From 26 January to 18 February 2018, the Milan Triennale hosts New Perspective, an event dedicated to the Italian Association against leukemia, lymphoma and myeloma

New Perspective at the Milan Triennale in support of the fight against leukemia

An event AIL, Italian association against leukaemia, lymphoma and myeloma, with the support of Takeda Italia, to raise awareness of the fight against multiple myeloma.

From an idea of ​​Ogilvy Italia, a communication agency, it was born New Perspectivean exhibition, curated by Denis Curti, which presents installations, photographs and videos by 23 artists whose works will lead visitors to look at the often difficult reality from an unprecedented angle.

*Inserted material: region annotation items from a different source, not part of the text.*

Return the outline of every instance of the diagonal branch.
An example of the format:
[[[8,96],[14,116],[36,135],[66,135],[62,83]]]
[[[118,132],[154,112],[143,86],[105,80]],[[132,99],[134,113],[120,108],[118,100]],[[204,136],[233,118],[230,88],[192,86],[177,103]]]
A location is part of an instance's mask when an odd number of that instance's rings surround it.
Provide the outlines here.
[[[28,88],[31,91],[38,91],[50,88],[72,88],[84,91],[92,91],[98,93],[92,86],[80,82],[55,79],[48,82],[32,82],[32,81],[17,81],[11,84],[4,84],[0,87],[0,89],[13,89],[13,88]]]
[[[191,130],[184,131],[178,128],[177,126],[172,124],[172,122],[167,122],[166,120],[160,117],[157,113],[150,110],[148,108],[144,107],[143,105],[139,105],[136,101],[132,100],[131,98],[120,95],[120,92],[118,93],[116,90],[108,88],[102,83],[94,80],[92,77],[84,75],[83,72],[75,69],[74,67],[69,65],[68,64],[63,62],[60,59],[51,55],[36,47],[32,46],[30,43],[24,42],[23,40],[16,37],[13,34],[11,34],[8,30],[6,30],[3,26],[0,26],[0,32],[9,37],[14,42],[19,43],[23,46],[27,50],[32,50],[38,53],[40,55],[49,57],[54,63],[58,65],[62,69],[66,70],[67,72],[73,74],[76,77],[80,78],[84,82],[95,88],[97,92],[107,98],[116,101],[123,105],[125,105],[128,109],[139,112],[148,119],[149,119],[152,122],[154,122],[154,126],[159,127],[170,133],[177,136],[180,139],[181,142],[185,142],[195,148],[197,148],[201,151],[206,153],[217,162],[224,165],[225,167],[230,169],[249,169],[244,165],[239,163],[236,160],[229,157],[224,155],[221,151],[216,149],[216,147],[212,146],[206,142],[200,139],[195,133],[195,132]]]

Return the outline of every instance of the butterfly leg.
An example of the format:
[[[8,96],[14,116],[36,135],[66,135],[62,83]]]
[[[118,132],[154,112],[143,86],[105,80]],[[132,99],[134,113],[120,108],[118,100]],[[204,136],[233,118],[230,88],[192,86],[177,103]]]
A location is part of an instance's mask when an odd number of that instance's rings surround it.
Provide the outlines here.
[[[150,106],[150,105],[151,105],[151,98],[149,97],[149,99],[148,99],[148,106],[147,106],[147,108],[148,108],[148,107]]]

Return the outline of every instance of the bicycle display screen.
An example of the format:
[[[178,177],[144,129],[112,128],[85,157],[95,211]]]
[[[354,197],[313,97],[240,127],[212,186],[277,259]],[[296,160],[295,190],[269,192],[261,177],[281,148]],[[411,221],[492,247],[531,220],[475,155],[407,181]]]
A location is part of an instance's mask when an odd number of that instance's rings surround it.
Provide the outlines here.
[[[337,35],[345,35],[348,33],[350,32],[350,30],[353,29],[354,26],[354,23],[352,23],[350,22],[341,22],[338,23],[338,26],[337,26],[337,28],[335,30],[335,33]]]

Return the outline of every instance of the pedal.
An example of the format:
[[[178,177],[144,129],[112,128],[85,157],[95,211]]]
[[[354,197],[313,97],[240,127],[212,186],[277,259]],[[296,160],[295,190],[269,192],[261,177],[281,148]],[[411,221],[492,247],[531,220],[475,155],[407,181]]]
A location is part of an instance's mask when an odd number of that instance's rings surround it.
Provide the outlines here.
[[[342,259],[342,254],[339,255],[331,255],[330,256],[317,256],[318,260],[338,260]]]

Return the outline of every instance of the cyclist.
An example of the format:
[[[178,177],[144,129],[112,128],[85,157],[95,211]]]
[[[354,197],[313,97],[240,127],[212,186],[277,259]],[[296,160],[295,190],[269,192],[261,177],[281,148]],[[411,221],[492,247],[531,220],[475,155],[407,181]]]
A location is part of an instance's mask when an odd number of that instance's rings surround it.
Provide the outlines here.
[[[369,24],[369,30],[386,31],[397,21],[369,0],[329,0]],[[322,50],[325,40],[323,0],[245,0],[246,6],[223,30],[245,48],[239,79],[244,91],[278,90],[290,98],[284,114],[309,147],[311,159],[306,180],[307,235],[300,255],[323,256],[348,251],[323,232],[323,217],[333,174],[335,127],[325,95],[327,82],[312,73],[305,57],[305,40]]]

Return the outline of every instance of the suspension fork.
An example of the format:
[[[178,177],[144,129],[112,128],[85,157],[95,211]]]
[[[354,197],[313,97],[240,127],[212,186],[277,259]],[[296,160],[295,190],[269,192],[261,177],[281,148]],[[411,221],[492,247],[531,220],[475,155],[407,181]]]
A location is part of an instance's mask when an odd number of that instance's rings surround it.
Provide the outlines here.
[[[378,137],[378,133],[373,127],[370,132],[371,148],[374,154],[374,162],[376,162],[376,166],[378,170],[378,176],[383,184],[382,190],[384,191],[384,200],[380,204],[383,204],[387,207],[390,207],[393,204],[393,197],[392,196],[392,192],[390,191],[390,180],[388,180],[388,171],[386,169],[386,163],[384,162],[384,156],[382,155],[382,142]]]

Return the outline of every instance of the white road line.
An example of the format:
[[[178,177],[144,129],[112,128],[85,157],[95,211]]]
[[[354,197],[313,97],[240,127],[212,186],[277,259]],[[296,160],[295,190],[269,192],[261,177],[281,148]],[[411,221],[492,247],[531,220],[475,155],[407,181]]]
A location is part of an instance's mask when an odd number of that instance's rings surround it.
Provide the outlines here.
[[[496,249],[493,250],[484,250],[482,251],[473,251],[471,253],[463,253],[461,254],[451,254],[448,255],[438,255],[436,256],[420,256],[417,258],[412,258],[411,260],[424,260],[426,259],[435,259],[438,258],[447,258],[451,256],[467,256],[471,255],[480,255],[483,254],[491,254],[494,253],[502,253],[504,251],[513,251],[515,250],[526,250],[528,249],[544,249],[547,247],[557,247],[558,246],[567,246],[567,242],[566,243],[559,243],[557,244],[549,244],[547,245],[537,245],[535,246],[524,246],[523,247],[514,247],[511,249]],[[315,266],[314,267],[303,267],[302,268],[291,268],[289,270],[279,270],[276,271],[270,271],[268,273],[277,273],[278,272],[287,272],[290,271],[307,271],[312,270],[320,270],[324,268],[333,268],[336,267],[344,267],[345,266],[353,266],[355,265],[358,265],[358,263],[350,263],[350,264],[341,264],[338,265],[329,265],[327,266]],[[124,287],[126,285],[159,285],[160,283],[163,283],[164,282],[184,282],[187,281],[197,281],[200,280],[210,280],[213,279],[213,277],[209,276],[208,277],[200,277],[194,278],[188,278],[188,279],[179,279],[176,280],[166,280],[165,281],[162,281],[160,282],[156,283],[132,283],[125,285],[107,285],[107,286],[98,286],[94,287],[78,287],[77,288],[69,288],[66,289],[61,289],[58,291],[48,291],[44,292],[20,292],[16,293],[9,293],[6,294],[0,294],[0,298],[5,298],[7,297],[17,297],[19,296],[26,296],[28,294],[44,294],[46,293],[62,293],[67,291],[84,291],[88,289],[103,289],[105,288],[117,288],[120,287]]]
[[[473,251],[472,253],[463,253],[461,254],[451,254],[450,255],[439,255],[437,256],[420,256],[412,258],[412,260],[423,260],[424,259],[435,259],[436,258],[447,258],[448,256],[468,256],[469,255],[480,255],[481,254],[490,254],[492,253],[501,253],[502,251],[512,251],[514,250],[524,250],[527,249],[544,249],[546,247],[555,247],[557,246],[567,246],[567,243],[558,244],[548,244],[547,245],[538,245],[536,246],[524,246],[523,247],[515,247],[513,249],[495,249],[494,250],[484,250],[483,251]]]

"A group of artists – says Denis Curti -, equipped with a particular inner seismograph, he manages to reveal new points of view on the world, accompanying us in a harmonious development capable of measuring a human quantity without specific weight".

The group show, thanks to the curatorial direction that follows a visual and emotional register, will present Italian authors belonging to that 'middle generation' born in the second half of the century, who will find themselves exhibiting all together for the first time.

It will thus be possible to admire the installations by Carola Bonfili, Letizia Carriello, Carlo Cossignani, Theo Drebbel, Manuel Felisi, Martino Genchi, Fabio Giampietro, Eva Marisaldi, Liliana Moro, Luca Pancrazzi, Lorenzo Vitturi, the photographs by Silvia Camporesi, Lorenzo Cicconi Massi, Paola De Pietri, Maurizio Galimberti, Fabio Paleari, Marco Palmieri, Agnese Purgatorio, Paolo Ventura and the videos of Olivo Barbieri, Paola Di Bello, Francesco Jodice, Masbedo.

AIL has chosen contemporary art to inform with a language capable of signaling new perspectives, new hopes, new perceptions of the disease.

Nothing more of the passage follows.